Figure 1: Meridional bias in the time-mean precipitation (PR) structure across the eastern Pacific (averaged between 150–90°W), primarily illustrating the double intertropical convergence zone (ITCZ) bias. The black curve represents the reference data, while the blue curve represents the model data. The metric shown is the meridional RMSE between the model and reference curves.

# Diagnostics Level 2


In [None]:
import cartopy.crs as ccrs
import cartopy.feature as cfeature
import matplotlib.pyplot as plt
from matplotlib import cm
import matplotlib.colors as mcolors
import cmocean
# Importing numpy for linear space creation
import numpy as np

import iris
import iris.plot as iplt

### Exercise:
Change the observation dataset 

In [None]:
#### change this observational dataset to NOAA-CIRES-20CR-V2
obs_data = obs_datasets_prep2["GPCP-V2.3"] ## both are in this dictionary 

model_data = model_datasets_prep2["ACCESS-ESM1-5"]

# Create a colormap from cmocean balance
cmap = cmocean.cm.balance
colors = cmap(np.linspace(0, 1, 14))

# Create a large figure
fig = plt.figure(figsize=(20, 10))  # Adjusted for full width

# Center the map on the Pacific Ocean (roughly around 180° longitude)
proj = ccrs.Orthographic(central_longitude=-160, central_latitude=0)

# Define the normalization for the color scale with range of 0 to 12 mm
norm = mcolors.Normalize(vmin=0, vmax=12)

# Plot #1: contourf with axes longitude from -180 to 180
ax1 = plt.subplot(121, projection=proj)
cf1 = iplt.contourf(obs_data, cmap=cmap, norm=norm)
ax1.add_feature(cfeature.LAND, facecolor='gray')  # Add land feature with gray color
ax1.coastlines()
ax1.set_extent([120, -80, -20, 20], crs=ccrs.PlateCarree())

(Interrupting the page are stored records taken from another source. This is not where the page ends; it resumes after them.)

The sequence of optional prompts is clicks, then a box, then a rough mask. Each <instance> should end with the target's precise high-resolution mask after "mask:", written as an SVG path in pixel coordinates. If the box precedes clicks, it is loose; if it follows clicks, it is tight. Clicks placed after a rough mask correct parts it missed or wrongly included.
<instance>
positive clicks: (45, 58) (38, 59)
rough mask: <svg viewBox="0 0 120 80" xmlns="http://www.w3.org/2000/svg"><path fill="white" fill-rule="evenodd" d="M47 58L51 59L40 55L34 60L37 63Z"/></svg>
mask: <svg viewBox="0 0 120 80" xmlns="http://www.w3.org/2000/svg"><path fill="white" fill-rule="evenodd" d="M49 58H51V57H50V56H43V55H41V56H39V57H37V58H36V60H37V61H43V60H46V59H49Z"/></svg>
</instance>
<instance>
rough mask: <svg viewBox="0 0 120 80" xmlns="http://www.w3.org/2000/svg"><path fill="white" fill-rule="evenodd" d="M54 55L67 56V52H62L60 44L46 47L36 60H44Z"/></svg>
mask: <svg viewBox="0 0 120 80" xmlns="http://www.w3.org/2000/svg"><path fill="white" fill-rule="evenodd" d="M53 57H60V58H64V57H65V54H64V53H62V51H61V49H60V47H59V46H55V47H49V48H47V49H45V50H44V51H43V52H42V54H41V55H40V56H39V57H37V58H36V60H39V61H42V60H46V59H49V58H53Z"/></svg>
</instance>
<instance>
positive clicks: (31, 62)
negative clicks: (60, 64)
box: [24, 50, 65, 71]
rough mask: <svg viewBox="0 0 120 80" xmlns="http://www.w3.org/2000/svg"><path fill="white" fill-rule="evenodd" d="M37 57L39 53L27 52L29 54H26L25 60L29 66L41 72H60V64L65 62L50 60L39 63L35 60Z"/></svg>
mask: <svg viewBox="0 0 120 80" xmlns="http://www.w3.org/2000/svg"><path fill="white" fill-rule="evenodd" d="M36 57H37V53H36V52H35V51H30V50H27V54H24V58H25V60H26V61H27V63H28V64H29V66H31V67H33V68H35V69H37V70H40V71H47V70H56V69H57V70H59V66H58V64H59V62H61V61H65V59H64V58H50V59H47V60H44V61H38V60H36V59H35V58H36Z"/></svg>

ax1.set_title("ref: GPCPv2.3") ### Change label to match

# Add gridlines for latitude and longitude
gl1 = ax1.gridlines(draw_labels=True, linestyle='--')
gl1.top_labels = False
gl1.right_labels = False

# Plot #2: contourf with axes longitude from 0 to 360
ax2 = plt.subplot(122, projection=proj)
cf2 = iplt.contourf(model_data, cmap=cmap, norm=norm)
ax2.add_feature(cfeature.LAND, facecolor='gray')  # Add land feature with gray color
ax2.coastlines()
ax2.set_extent([120, -80, -20, 20], crs=ccrs.PlateCarree())
ax2.set_title("ACCESS-ESM1-5 r1i1p1f1")

# Add gridlines for latitude and longitude
gl2 = ax2.gridlines(draw_labels=True, linestyle='--')
gl2.top_labels = False
gl2.right_labels = False

# Add a single colorbar at the bottom
cbar = fig.colorbar(cf2, ax=[ax1, ax2], orientation='horizontal', extend='both', pad=0.15, shrink=0.8)
cbar.set_label('Precipitation (mm/day)')
cbar.set_ticks(np.arange(0, 13, 2))  # Set ticks at intervals of 2 mm

plt.subplots_adjust(bottom=0.3)  # Further adjust bottom margin to fit the colorbar
plt.show()

Figure 2: Time-mean precipitation (PR) bias in the equatorial Pacific, highlighting the double intertropical convergence zone (ITCZ) bias. The left map displays the reference data, while the right map shows the model data.